Can I jump in on this one please? I have been doing a lot of reading around on various websites for a good "hybrid" bike to use for work (in truth, I just want something light, sturdy and with a good gear range as Lancaster has some pretty mean inclines). Have been looking at the GT Transeo 5 which is going for £250 from Evans, the Kona Dew Plus (2009) which is going for £299 from winstanleysbikes.co.uk or the Dawes Discovery 301 which is on at £237 from Bikes2udirect. My gut tells me to go for the GT for some reason (I really dont know, it just seems a really good bike at a good price at the moment) but the Kona Dew Plus also looks tempting. I only want to do about 50 miles a week for going to and from work and the odd ride out at weekend and so dont want to spend a fortune just yet. Anyone have any advice or experience on those bikes (or even new suggestions ?)


----------



## Llama (9 Mar 2010)

+1 for ebc courier, they are great bikes love mine


----------



## Sailorchick (10 Mar 2010)

I've got a carrera subway, been commuting on it for a year now, and it does me fine. Only thing I've changed on it is the brake pads and added bar ends. Mine was set up by Halfords originally and tweaked by my husband and the only times I've had problems with it are when I haven't given it any tlc that month.


----------



## Paulq (10 Mar 2010)

Plague said:


> Can I jump in on this one please? I have been doing a lot of reading around on various websites for a good "hybrid" bike to use for work (in truth, I just want something light, sturdy and with a good gear range as Lancaster has some pretty mean inclines). Have been looking at the GT Transeo 5 which is going for £250 from Evans, the Kona Dew Plus (2009) which is going for £299 from winstanleysbikes.co.uk or the Dawes Discovery 301 which is on at £237 from Bikes2udirect. My gut tells me to go for the GT for some reason (I really dont know, it just seems a really good bike at a good price at the moment) but the Kona Dew Plus also looks tempting. I only want to do about 50 miles a week for going to and from work and the odd ride out at weekend and so dont want to spend a fortune just yet. Anyone have any advice or experience on those bikes (or even new suggestions ?)
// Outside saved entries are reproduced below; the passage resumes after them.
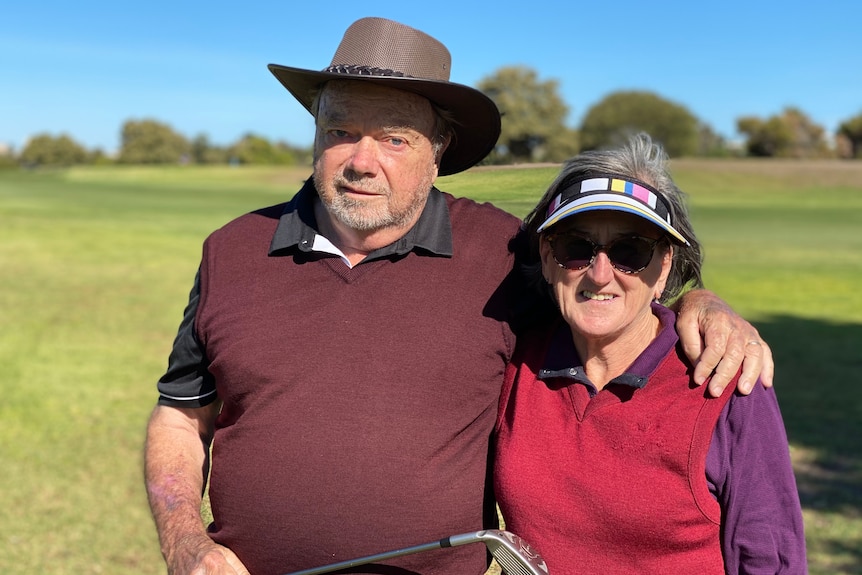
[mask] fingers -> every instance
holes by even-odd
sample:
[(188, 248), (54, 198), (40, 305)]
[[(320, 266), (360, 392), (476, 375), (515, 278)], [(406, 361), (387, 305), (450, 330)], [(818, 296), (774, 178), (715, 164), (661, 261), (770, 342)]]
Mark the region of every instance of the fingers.
[[(685, 356), (692, 364), (695, 365), (694, 381), (698, 385), (701, 385), (712, 373), (712, 370), (718, 364), (718, 360), (721, 359), (722, 354), (720, 353), (718, 357), (714, 358), (714, 362), (711, 365), (702, 365), (702, 360), (704, 359), (702, 356), (704, 355), (705, 350), (703, 347), (703, 339), (700, 336), (700, 326), (697, 323), (696, 315), (681, 313), (677, 317), (676, 330), (677, 333), (679, 333), (679, 341), (682, 345), (682, 350), (685, 353)], [(710, 355), (714, 353), (714, 350), (710, 351)], [(709, 361), (710, 359), (708, 355), (706, 358), (707, 364)]]
[(168, 561), (170, 575), (249, 575), (233, 551), (204, 537), (188, 537)]
[(712, 377), (709, 390), (713, 395), (721, 395), (744, 356), (743, 342), (734, 335), (731, 317), (729, 308), (713, 304), (697, 313), (682, 313), (677, 321), (683, 351), (694, 363), (694, 382), (702, 385)]
[(772, 357), (772, 348), (765, 341), (760, 340), (763, 349), (763, 369), (760, 371), (760, 383), (764, 387), (772, 387), (775, 381), (775, 358)]
[[(698, 339), (700, 339), (700, 335), (698, 335)], [(688, 349), (685, 349), (685, 352), (688, 355)], [(694, 356), (694, 382), (697, 385), (703, 385), (709, 379), (712, 372), (718, 367), (723, 355), (723, 349), (718, 350), (716, 346), (712, 346), (704, 348), (702, 352)], [(689, 357), (691, 356), (689, 355)]]
[[(701, 363), (706, 363), (703, 366), (704, 370), (708, 369), (713, 362), (715, 363), (712, 371), (712, 379), (709, 380), (709, 393), (713, 397), (720, 396), (724, 388), (733, 381), (736, 374), (739, 373), (739, 366), (742, 364), (743, 357), (745, 357), (744, 346), (732, 335), (721, 343), (725, 346), (723, 349), (718, 342), (708, 342), (704, 351), (704, 356), (706, 356), (708, 362), (701, 360)], [(737, 388), (743, 394), (751, 392), (751, 386), (743, 382), (741, 378), (737, 384)]]
[(717, 397), (741, 368), (740, 393), (751, 393), (758, 378), (772, 386), (772, 350), (754, 326), (706, 290), (689, 295), (693, 297), (680, 307), (677, 331), (683, 351), (694, 363), (694, 382), (701, 385), (712, 376), (709, 393)]
[(740, 393), (748, 395), (763, 369), (763, 346), (759, 340), (752, 339), (745, 342), (743, 349), (745, 357), (742, 361), (742, 374), (736, 387)]
[(227, 547), (221, 547), (219, 548), (219, 550), (225, 556), (228, 565), (233, 568), (236, 575), (251, 575), (248, 572), (248, 569), (245, 568), (245, 565), (242, 564), (242, 561), (239, 560), (239, 557), (237, 557), (233, 551), (231, 551)]

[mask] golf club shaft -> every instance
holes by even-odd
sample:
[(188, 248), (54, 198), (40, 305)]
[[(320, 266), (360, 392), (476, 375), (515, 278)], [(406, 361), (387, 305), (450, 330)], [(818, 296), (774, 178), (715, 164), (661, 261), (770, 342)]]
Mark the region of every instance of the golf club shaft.
[(423, 551), (431, 551), (433, 549), (451, 547), (452, 544), (449, 542), (449, 539), (449, 537), (446, 537), (432, 543), (423, 543), (422, 545), (414, 545), (413, 547), (405, 547), (404, 549), (396, 549), (395, 551), (386, 551), (384, 553), (377, 553), (376, 555), (368, 555), (366, 557), (359, 557), (357, 559), (348, 559), (347, 561), (341, 561), (340, 563), (323, 565), (321, 567), (313, 567), (311, 569), (303, 569), (302, 571), (294, 571), (293, 573), (288, 573), (287, 575), (317, 575), (318, 573), (331, 573), (332, 571), (338, 571), (339, 569), (356, 567), (357, 565), (366, 565), (368, 563), (375, 563), (377, 561), (383, 561), (385, 559), (401, 557), (402, 555), (411, 555), (413, 553), (422, 553)]

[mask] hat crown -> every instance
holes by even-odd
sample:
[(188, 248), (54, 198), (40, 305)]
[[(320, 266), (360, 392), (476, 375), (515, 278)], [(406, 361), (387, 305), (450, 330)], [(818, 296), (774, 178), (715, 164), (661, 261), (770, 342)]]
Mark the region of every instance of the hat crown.
[(427, 98), (451, 119), (452, 139), (440, 158), (439, 175), (475, 165), (500, 136), (500, 110), (475, 88), (449, 81), (449, 50), (428, 34), (385, 18), (362, 18), (345, 31), (323, 70), (270, 64), (269, 70), (309, 112), (322, 86), (332, 80), (371, 82)]
[(385, 18), (361, 18), (345, 31), (330, 67), (371, 68), (448, 82), (452, 56), (428, 34)]

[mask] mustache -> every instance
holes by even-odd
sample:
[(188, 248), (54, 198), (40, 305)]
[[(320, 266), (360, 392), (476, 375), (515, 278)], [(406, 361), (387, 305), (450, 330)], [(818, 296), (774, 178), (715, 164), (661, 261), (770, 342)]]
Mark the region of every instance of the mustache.
[(389, 188), (387, 186), (376, 180), (359, 175), (338, 174), (332, 177), (332, 185), (336, 190), (345, 187), (367, 194), (389, 195)]

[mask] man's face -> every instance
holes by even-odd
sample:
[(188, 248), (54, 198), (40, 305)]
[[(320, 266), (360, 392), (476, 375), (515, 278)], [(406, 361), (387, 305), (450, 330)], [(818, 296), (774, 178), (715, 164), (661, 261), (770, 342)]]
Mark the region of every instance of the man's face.
[(314, 184), (350, 229), (411, 227), (437, 177), (434, 111), (425, 98), (369, 82), (332, 81), (316, 118)]

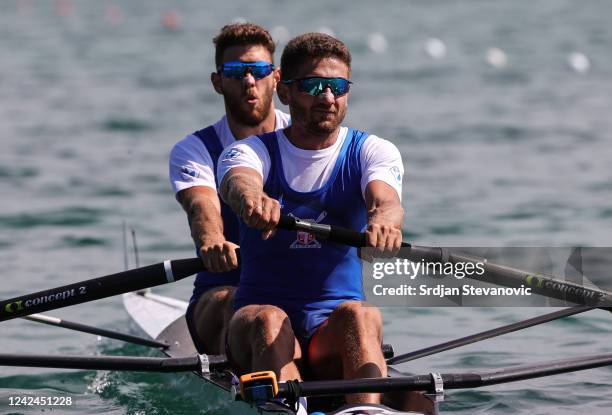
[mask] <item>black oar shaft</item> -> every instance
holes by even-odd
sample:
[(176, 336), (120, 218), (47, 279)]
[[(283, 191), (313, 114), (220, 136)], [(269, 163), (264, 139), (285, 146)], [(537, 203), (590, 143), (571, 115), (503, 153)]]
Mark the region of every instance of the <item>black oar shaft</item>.
[(36, 323), (48, 324), (54, 327), (63, 327), (69, 330), (80, 331), (83, 333), (94, 334), (97, 336), (107, 337), (109, 339), (121, 340), (127, 343), (138, 344), (141, 346), (155, 347), (166, 349), (168, 345), (166, 343), (158, 342), (157, 340), (145, 339), (138, 336), (132, 336), (131, 334), (119, 333), (112, 330), (106, 330), (98, 327), (88, 326), (86, 324), (76, 323), (74, 321), (67, 321), (56, 317), (45, 316), (42, 314), (32, 314), (24, 317), (26, 320), (34, 321)]
[(612, 293), (597, 288), (588, 288), (568, 281), (562, 281), (550, 276), (527, 272), (504, 265), (488, 262), (485, 258), (478, 258), (457, 252), (450, 252), (443, 248), (430, 248), (411, 245), (404, 255), (411, 261), (425, 259), (431, 262), (481, 264), (484, 269), (482, 276), (466, 275), (466, 278), (482, 282), (502, 285), (504, 287), (527, 287), (534, 294), (569, 303), (587, 305), (597, 308), (612, 306)]
[(203, 269), (199, 258), (178, 259), (11, 298), (0, 302), (0, 321), (174, 282)]
[(482, 385), (497, 385), (612, 365), (612, 353), (510, 367), (481, 375)]
[[(448, 373), (441, 374), (440, 377), (444, 389), (466, 389), (610, 365), (612, 365), (612, 353), (516, 366), (485, 373)], [(297, 387), (291, 387), (289, 383), (279, 384), (280, 397), (294, 398), (296, 391), (299, 391), (300, 396), (337, 396), (348, 393), (392, 391), (433, 392), (436, 387), (436, 382), (431, 374), (391, 378), (306, 381), (299, 382)]]
[(558, 320), (563, 317), (569, 317), (575, 314), (584, 313), (590, 310), (593, 310), (593, 308), (588, 307), (588, 306), (577, 306), (577, 307), (566, 308), (563, 310), (544, 314), (542, 316), (533, 317), (527, 320), (518, 321), (516, 323), (512, 323), (512, 324), (508, 324), (505, 326), (496, 327), (491, 330), (486, 330), (480, 333), (472, 334), (470, 336), (465, 336), (459, 339), (440, 343), (435, 346), (415, 350), (414, 352), (395, 356), (391, 359), (388, 359), (387, 364), (388, 365), (398, 365), (400, 363), (405, 363), (411, 360), (416, 360), (416, 359), (420, 359), (426, 356), (431, 356), (436, 353), (441, 353), (447, 350), (456, 349), (457, 347), (466, 346), (468, 344), (472, 344), (472, 343), (476, 343), (482, 340), (501, 336), (503, 334), (512, 333), (514, 331), (522, 330), (528, 327), (537, 326), (539, 324), (548, 323), (550, 321)]
[(129, 370), (136, 372), (189, 372), (201, 370), (198, 356), (164, 358), (0, 354), (0, 365), (58, 369)]

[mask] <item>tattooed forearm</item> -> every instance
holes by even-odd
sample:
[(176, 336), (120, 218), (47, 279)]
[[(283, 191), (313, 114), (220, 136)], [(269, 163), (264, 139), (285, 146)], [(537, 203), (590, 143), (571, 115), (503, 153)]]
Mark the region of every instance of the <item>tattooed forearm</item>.
[(245, 197), (261, 197), (263, 194), (261, 177), (252, 169), (241, 167), (232, 169), (221, 183), (221, 198), (238, 215), (241, 213)]
[(177, 195), (187, 213), (191, 237), (197, 246), (206, 240), (223, 237), (223, 219), (217, 192), (208, 187), (192, 187)]

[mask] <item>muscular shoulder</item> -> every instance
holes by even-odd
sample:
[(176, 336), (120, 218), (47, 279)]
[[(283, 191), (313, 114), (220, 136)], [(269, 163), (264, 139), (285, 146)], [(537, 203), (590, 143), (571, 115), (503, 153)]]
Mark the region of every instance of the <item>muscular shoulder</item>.
[(170, 151), (170, 160), (173, 159), (203, 159), (210, 156), (202, 141), (194, 134), (189, 134), (179, 140)]
[(266, 145), (257, 136), (236, 141), (221, 153), (217, 165), (219, 183), (231, 169), (249, 167), (256, 170), (265, 181), (270, 170), (270, 155)]
[(193, 186), (215, 188), (213, 170), (208, 150), (193, 134), (180, 140), (170, 151), (169, 175), (175, 193)]
[(377, 135), (369, 135), (361, 148), (363, 161), (372, 162), (385, 159), (402, 160), (402, 154), (395, 144)]
[(404, 164), (395, 144), (376, 135), (368, 136), (361, 148), (360, 162), (364, 194), (368, 183), (380, 180), (393, 187), (401, 199)]

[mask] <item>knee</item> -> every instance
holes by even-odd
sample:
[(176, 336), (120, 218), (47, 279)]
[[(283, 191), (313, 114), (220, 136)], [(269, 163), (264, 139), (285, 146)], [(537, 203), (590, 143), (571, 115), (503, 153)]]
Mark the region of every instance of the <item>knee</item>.
[(378, 307), (362, 303), (361, 301), (346, 301), (338, 306), (336, 312), (348, 321), (362, 321), (382, 324), (382, 315)]
[(234, 300), (234, 287), (219, 287), (204, 293), (198, 300), (198, 308), (217, 313), (220, 309), (231, 305)]
[(336, 309), (341, 321), (356, 324), (368, 328), (380, 330), (382, 327), (382, 315), (378, 307), (363, 303), (361, 301), (347, 301)]
[(240, 308), (229, 320), (228, 330), (231, 337), (248, 336), (253, 316), (259, 311), (259, 306), (248, 305)]
[(219, 304), (227, 304), (234, 299), (235, 287), (221, 287), (211, 292), (210, 299)]
[(265, 333), (291, 331), (291, 323), (289, 323), (287, 313), (280, 308), (265, 306), (260, 308), (255, 314), (253, 329)]

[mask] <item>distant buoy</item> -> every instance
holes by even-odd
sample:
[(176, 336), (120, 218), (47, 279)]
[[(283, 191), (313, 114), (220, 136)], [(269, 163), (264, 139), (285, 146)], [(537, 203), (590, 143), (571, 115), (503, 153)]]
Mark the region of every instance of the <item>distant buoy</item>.
[(123, 13), (119, 6), (108, 6), (104, 13), (104, 20), (110, 24), (119, 24), (123, 20)]
[(446, 57), (446, 45), (440, 39), (435, 37), (427, 39), (423, 48), (427, 56), (432, 59), (443, 59)]
[(232, 19), (232, 23), (233, 24), (243, 24), (243, 23), (246, 23), (246, 22), (247, 22), (247, 19), (245, 19), (242, 16), (236, 16), (236, 17), (234, 17)]
[(488, 49), (485, 60), (496, 69), (505, 68), (508, 65), (508, 56), (503, 50), (498, 48)]
[(333, 29), (327, 26), (321, 26), (319, 29), (317, 29), (317, 32), (325, 33), (326, 35), (329, 35), (331, 37), (336, 37), (336, 34), (334, 33)]
[(585, 74), (591, 69), (591, 61), (584, 53), (572, 52), (567, 57), (568, 66), (579, 74)]
[(32, 8), (32, 0), (17, 0), (17, 11), (27, 12)]
[(291, 33), (289, 33), (289, 29), (285, 26), (273, 27), (270, 35), (272, 35), (272, 39), (274, 39), (276, 43), (287, 43), (291, 38)]
[(176, 30), (181, 25), (181, 16), (176, 10), (168, 10), (162, 15), (162, 26), (168, 30)]
[(56, 0), (55, 13), (60, 17), (69, 17), (74, 13), (74, 5), (71, 0)]
[(383, 53), (387, 50), (387, 38), (382, 33), (368, 35), (368, 47), (374, 53)]

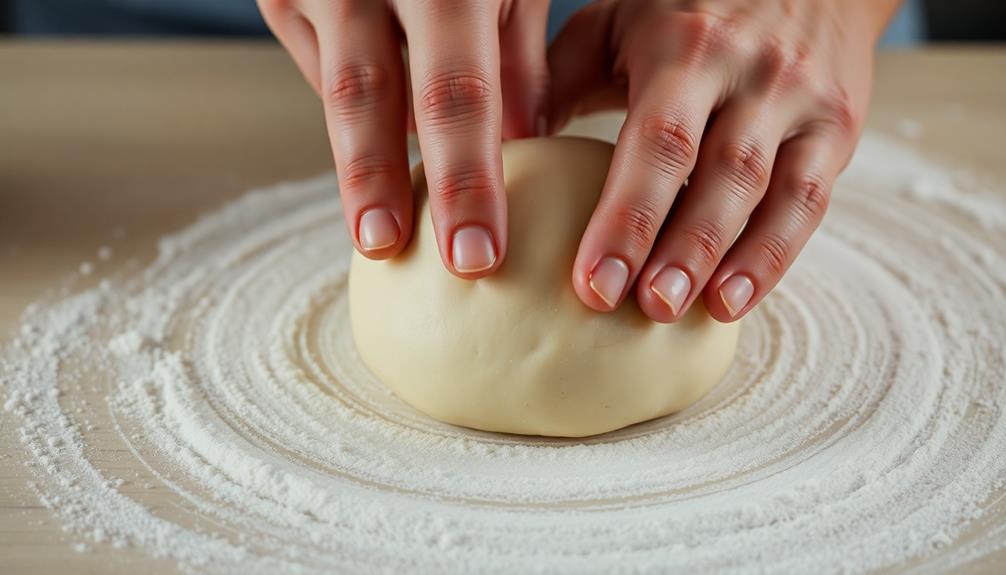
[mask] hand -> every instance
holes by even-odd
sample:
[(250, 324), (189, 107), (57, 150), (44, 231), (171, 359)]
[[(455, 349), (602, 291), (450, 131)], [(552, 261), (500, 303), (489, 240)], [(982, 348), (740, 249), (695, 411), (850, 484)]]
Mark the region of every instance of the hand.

I have a GT Transeo 4 from 2008 which I haven't actually done very much on and am about to start commuting. It's actually a really nice bike and recommended - I think I'll just end up with something a bit more 'urban'. Would recommend it.


----------



## g00se (11 Mar 2010)

Hi,

I have the Kona Dew Plus 2009 and can highly recommend it.


----------



## Plague (11 Mar 2010)

g00se said:


> Hi,
> 
> I have the Kona Dew Plus 2009 and can highly recommend it.



See that was my second favorite behind the GT Transeo 5. I am probably going to plumb for one of those two, the only thing leading me towards the GT is that its got £50 off at Evans at the moment. Although the Kona Dew has got disc brakes and it is a very nice looking bike. 

I really can seem me mulling this over for a while you know. Im the worlds biggest pain in the posterior when making purchases.


----------